Sanglier, des hardes, pas des hordes
Indiscutablement, le sanglier hexagonal se porte bien. L’année dernière, quelque 600 000 de ces suidés ont été chassés en France, un record absolu depuis 1972, date du début des enregistrements statistiques. Ces « prélèvements », comme le dit le vocabulaire technique, ont été multipliés par trois en vingt ans. Ils sont l’un des indicateurs utilisés par l’Office national de la chasse et de la faune sauvage (ONCFS) pour connaître la tendance démographique de l’espèce. Incontestablement, leur nombre a explosé en France, comme dans toute l’Europe. Et l’homme n’y est pas pour rien. « Il y a quarante ans, la situation n’était pas terrible !, rappelle François Klein, chef du centre d’études cervidés-sanglier de l’ONCFS. Les chasseurs ont alors cultivé, en quelque sorte, ces ongulés sauvages et, avec cette espèce explosive, on peut dire que le plan a presque trop bien marché ! »

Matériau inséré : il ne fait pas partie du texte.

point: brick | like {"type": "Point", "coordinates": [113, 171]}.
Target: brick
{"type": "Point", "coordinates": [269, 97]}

En préservant leur quiétude, en épargnant les reproducteurs, en nourrissant même les animaux, les humains ont donc lancé le mammifère, capable de doubler ses effectifs les bonnes années de reproduction, dans une folle course à la démultiplication. L’animal a par ailleurs apprécié les modifications du territoire. La déprise agricole, laissant de grandes surfaces en friches, et l’extension de la forêt, lui ont offert un habitat favorable. Enfin, le réchauffement s’y est mis. La douceur s’installant, les cycles de fructification se sont accélérés. Glands et châtaignes à profusion nourrissent plus abondamment les bêtes et provoquent la précocité de l’entrée en chaleur des femelles. « Le sanglier est un opportuniste qui profite de tout cela : il a en effet colonisé toute la France », résume François Klein. La nature s’en porte-t-elle plus mal ? « Dans certains secteurs, on peut imaginer que leur présence en nombre perturbe l’évolution naturelle de la végétation et les oiseaux qui nichent au sol », admet Patrick Haffner, chef du pôle « espèces » au Service du Patrimoine naturel du Muséum national d’histoire naturelle (Mnhn). Avec les humains, le climat s’est en revanche plus nettement détérioré.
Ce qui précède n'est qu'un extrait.